Simon Benjamin D, Ozyoruk Kutsev Bengisu, Gelikman David G, Harmon Stephanie A, Türkbey Barış
Molecular Imaging Branch, National Cancer Institute, National Institutes of Health, Bethesda, USA.
University of Oxford, Institute of Biomedical Engineering, Department Engineering Science, Oxford, UK.
Diagn Interv Radiol. 2024 Oct 1. doi: 10.4274/dir.2024.242631.
With the ongoing revolution of artificial intelligence (AI) in medicine, the impact of AI in radiology is more pronounced than ever. An increasing number of technical and clinical AI-focused studies are published each day. As these tools inevitably affect patient care and physician practices, it is crucial that radiologists become more familiar with the leading strategies and underlying principles of AI. Multimodal AI models can combine both imaging and clinical metadata and are quickly becoming a popular approach that is being integrated into the medical ecosystem. This narrative review covers major concepts of multimodal AI through the lens of recent literature. We discuss emerging frameworks, including graph neural networks, which allow for explicit learning from non-Euclidean relationships, and transformers, which allow for parallel computation that scales, highlighting existing literature and advocating for a focus on emerging architectures. We also identify key pitfalls in current studies, including issues with taxonomy, data scarcity, and bias. By informing radiologists and biomedical AI experts about existing practices and challenges, we hope to guide the next wave of imaging-based multimodal AI research.
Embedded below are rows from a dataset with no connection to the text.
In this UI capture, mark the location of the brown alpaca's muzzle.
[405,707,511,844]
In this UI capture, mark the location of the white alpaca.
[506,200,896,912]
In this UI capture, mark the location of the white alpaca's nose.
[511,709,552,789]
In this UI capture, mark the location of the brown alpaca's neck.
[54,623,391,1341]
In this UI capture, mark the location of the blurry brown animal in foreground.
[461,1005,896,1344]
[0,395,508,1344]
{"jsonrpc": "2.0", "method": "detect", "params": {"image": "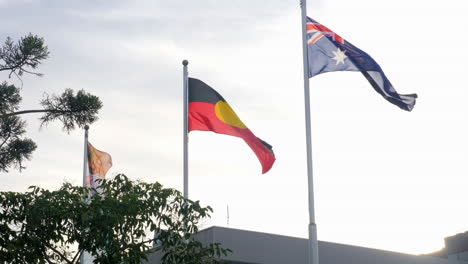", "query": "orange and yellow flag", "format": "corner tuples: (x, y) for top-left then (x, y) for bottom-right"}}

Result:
(85, 142), (112, 188)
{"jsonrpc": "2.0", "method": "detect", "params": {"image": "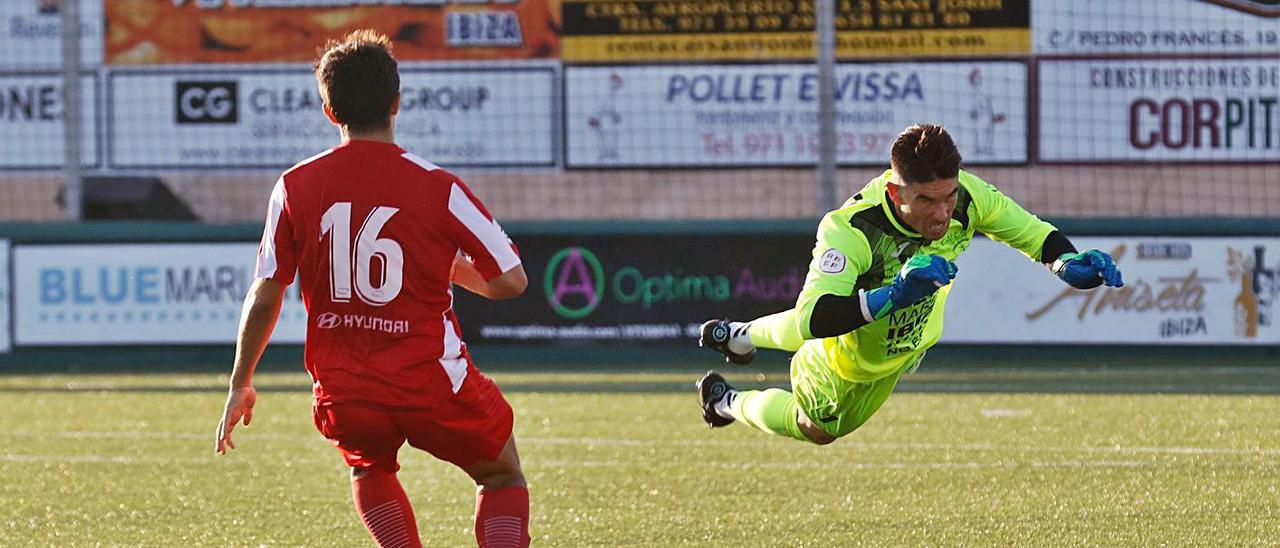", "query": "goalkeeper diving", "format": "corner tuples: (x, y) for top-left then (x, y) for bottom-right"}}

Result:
(698, 124), (1124, 444)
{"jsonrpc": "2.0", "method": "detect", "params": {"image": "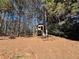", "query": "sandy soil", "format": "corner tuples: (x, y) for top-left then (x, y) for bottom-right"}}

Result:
(0, 36), (79, 59)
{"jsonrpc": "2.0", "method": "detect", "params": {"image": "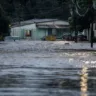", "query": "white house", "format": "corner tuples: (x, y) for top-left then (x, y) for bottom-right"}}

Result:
(11, 19), (69, 40)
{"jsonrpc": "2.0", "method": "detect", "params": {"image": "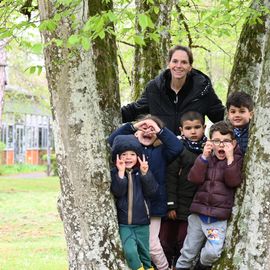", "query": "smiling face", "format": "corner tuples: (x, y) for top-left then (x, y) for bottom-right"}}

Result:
(134, 129), (157, 146)
(168, 50), (192, 80)
(180, 120), (205, 142)
(228, 105), (253, 128)
(211, 131), (236, 160)
(119, 151), (138, 169)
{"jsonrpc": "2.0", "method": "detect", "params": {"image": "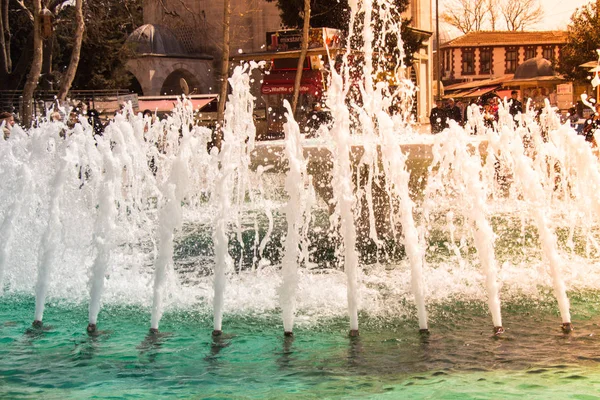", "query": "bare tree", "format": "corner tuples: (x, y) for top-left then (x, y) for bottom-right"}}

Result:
(22, 0), (43, 126)
(58, 0), (85, 101)
(215, 0), (231, 150)
(0, 0), (12, 76)
(486, 0), (500, 31)
(501, 0), (544, 31)
(292, 0), (310, 114)
(440, 0), (488, 33)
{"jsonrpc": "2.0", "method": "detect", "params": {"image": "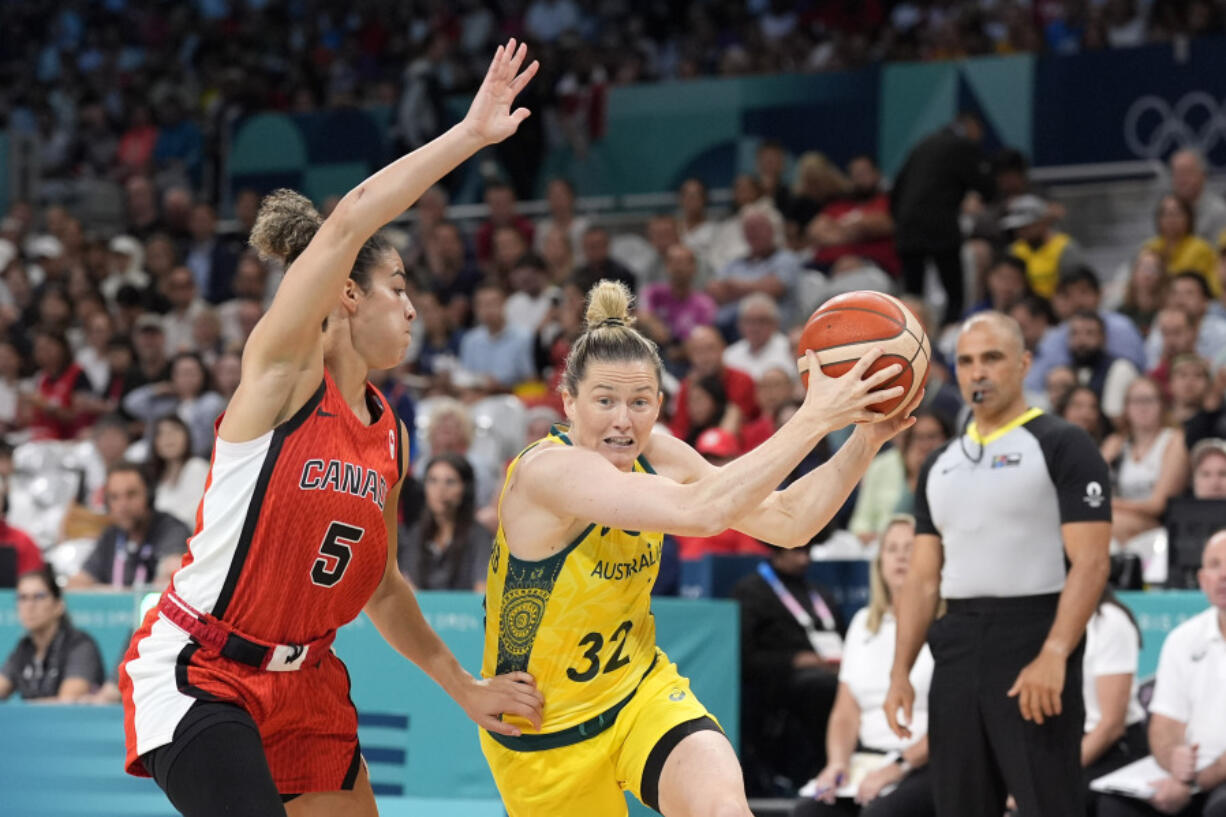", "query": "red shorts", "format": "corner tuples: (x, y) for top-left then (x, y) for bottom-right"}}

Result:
(119, 608), (358, 794)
随着人工智能(AI)在医学领域的不断变革,AI在放射学中的影响比以往任何时候都更加显著。每天都有越来越多以AI技术和临床应用为重点的研究发表。由于这些工具不可避免地会影响患者护理和医生的实践,放射科医生更加熟悉AI的主要策略和基本原理至关重要。多模态AI模型可以结合成像和临床元数据,并且正迅速成为一种被融入医疗生态系统的流行方法。这篇叙述性综述通过近期文献探讨了多模态AI的主要概念。我们讨论了新兴框架,包括允许从非欧几里得关系中进行显式学习的图神经网络,以及允许进行可扩展并行计算的Transformer,突出了现有文献并倡导关注新兴架构。我们还指出了当前研究中的关键缺陷,包括分类法问题、数据稀缺和偏差。通过向放射科医生和生物医学AI专家介绍现有实践和挑战,我们希望引导下一波基于成像的多模态AI研究。